"O medo tenta controlar o futuro", cabe-nos a nós não deixar que isso aconteça. Afinal, em qualquer mudança, existe medo. Medo de não corresponder, medo de não levar a tarefa até ao fim, medo do desconhecido. Como ultrapassar tudo isto?
Carolina Padilha, terapeuta especializada em mindfulness, meditação e práticas de regulação emocional, dá-nos algumas respostas. Mais do que enfrentar os medos, a especialista revela como fazer algo diferente do que esperam de nós e estar de consciência tranquila com esse percurso.
O primeiro passo para saber que precisamos de uma mudança é aprender a escutar o nosso corpo, porque só ele, e os sinais que dá, nos consegue dizer que está na altura de seguir um novo caminho, de fazer algo diferente. A mudança real "começa quando o corpo volta a sentir segurança para se abrir ao novo" e Carolina Padilha revela como chegar a esse estado.
O que diz a sua experiência sobre quem sonha com uma mudança de vida e quem realmente procura a mudança?
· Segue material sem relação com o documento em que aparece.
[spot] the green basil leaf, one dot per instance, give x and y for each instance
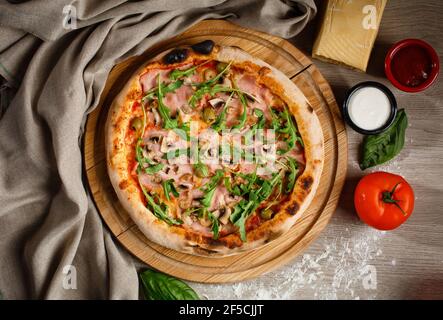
(380, 148)
(159, 286)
O que faz a diferença é a atitude e a ação guiada pela verdade interior. Todos sonham, mas a verdadeira mudança está em quem age, sendo poucos os que persistem até o fim.
O artigo Long-Term Adherence to Health Behavior Change (publicado em 2016 no American Journal of Lifestyle Medicine) analisou mudanças de comportamento relacionadas com a saúde, como alimentação, exercício, perda de peso, sono e controlo do stress.
O que se observou foi que a maioria das pessoas consegue mudar temporariamente, mas tem dificuldades em manter a nova rotina no longo prazo.
Alguns números gerais:
─ Nos primeiros 3 a 6 meses, a adesão às novas práticas pode chegar a 70–80%;
─ Após um ano, esse número cai drasticamente, para menos de 20%;
─ E, em muitos casos, as pessoas retornam ao padrão antigo, o chamado efeito rebote.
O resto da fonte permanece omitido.